Кайрат трудился на стройке, как все молодые люди был полон надеждами на перестройку, вокруг кипела бурная жизнь, новые лозунги об ускорении в стране сотрясали сознание людей. Но все в одночасье для молодого парня изменилось, когда в столице Казахской ССР произошли исторические судьбоносные события декабря 1986-го.

За самый короткий в истории пленум ЦК КПСС была изменена судьба Казахской республики. И дело здесь не в отставке и не в личности казаха Кунаева и не в назначении главой КазССР никому неизвестного прежде русского Колбина. Как мог временщик, солдат партии руководить громадной союзной республикой, не зная специфики ее экономики, не ведая языка народа, не знавшего особенностей национального менталитета. Нет, конечно, эта несправедливость ошеломила, потрясла казахов, взорвала совесть народа, именем которого названа республика…

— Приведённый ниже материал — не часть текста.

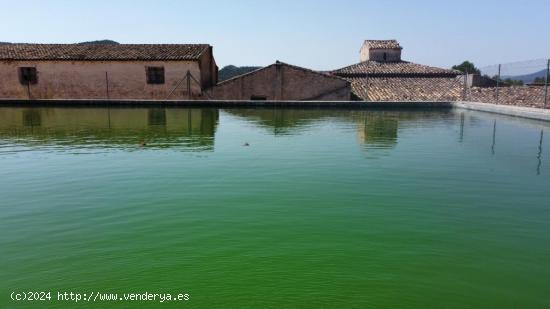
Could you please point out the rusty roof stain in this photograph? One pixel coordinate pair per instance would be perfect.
(120, 52)
(407, 88)
(397, 68)
(383, 44)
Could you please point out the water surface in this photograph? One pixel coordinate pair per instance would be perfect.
(324, 208)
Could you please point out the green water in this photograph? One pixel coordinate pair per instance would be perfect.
(323, 209)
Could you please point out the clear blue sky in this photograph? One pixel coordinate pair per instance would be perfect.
(317, 34)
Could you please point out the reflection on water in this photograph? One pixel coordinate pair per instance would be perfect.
(195, 129)
(188, 129)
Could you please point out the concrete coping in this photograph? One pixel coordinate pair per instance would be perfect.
(516, 111)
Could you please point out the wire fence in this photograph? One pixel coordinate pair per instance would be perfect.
(523, 83)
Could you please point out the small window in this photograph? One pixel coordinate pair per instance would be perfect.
(155, 75)
(27, 76)
(258, 98)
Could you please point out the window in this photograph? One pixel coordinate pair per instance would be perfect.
(27, 76)
(155, 75)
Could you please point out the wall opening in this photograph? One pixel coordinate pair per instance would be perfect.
(155, 75)
(28, 76)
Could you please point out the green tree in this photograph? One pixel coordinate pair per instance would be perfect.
(467, 67)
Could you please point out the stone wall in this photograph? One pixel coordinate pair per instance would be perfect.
(87, 79)
(283, 82)
(529, 96)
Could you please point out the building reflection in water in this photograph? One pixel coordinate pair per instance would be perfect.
(375, 128)
(189, 129)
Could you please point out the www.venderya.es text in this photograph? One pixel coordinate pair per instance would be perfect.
(64, 296)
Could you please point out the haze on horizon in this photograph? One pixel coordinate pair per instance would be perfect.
(319, 34)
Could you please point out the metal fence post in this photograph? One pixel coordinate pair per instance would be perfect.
(498, 81)
(546, 83)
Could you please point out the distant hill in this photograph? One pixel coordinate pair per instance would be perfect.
(100, 42)
(527, 78)
(231, 71)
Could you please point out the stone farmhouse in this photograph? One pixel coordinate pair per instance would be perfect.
(113, 71)
(383, 76)
(189, 72)
(283, 82)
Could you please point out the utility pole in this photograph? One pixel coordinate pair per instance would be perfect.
(498, 81)
(546, 83)
(107, 84)
(189, 84)
(465, 94)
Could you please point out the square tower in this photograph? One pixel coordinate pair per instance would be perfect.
(381, 50)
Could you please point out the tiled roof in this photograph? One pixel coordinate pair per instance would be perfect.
(407, 88)
(84, 52)
(397, 68)
(382, 44)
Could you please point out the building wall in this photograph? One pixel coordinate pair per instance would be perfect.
(209, 69)
(87, 80)
(283, 82)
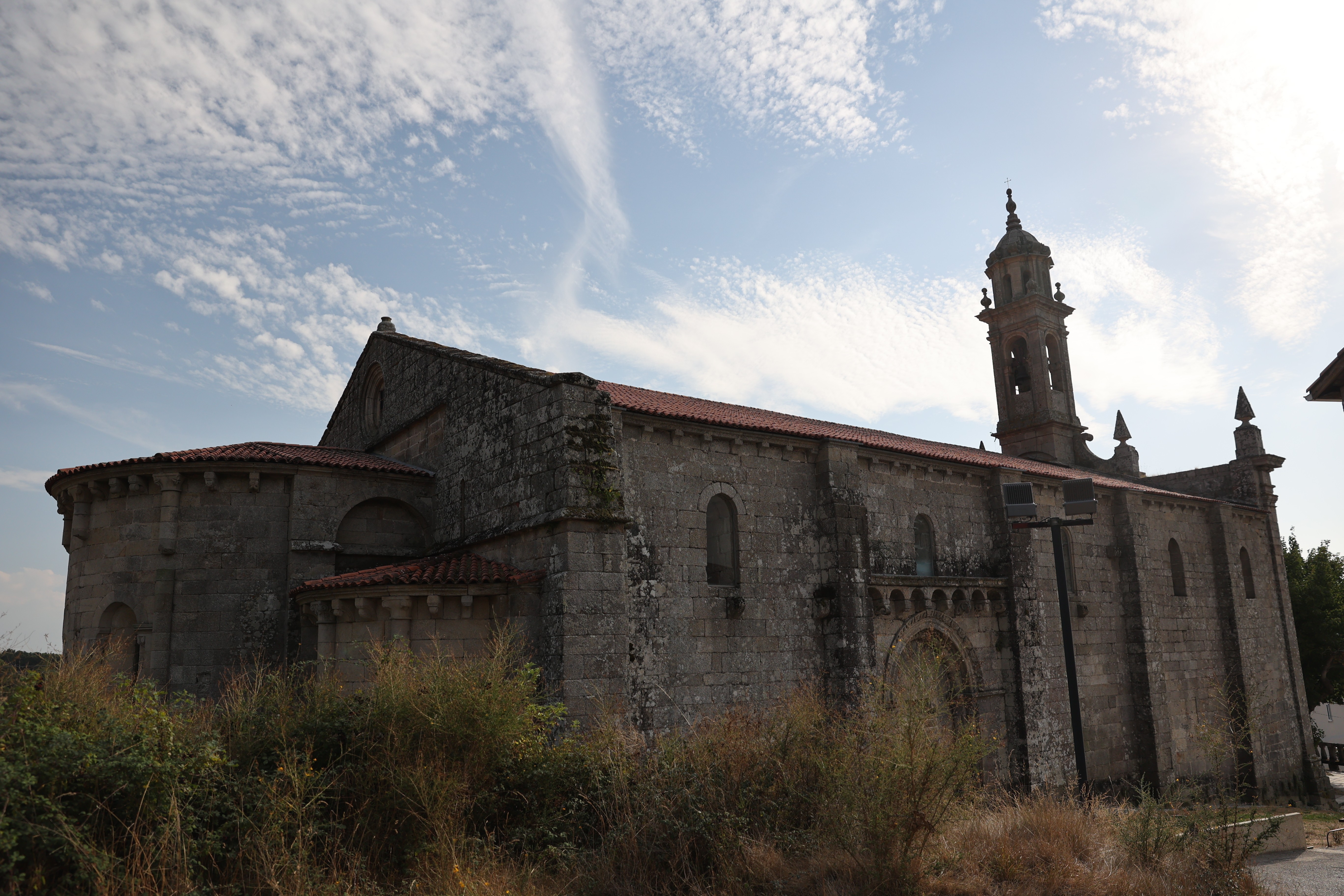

Это был вызов системе, открытый беспощадный бунт, восстание независимой казахской молодежи, осознавшей свое легитимное право вершить собственную судьбу и историю. Разве не сам Горбачев на весь мир заявил о предоставлении каждой национальной республике больших полномочий в свете демократического обновления. Ложь лилась потоком с экранов ТВ, страна захлебывалась в фарисействе пустых обещаний

«Именно в эти горькие дни декабря на залитой кровью площади имени покойного генсека Брежнева, всегда гордившегося дружбой с казахами, с Казахстаном, была расстреляна моя вера в социализм». Человек, прошедший ад пламени Афганской войны, Кайрат Оспанов, признается: «Для меня Союз ССР перестал существовать, я понял, что страны нет. Больше нет для меня понятий «советское братство» и «дружбы народов»… Падение коммунизма. Кровью пахнет день 16 декабря, объявленный ныне Днем памяти и скорби… Трудно сказать откровенней: власть убивала своих дочерей и сыновей».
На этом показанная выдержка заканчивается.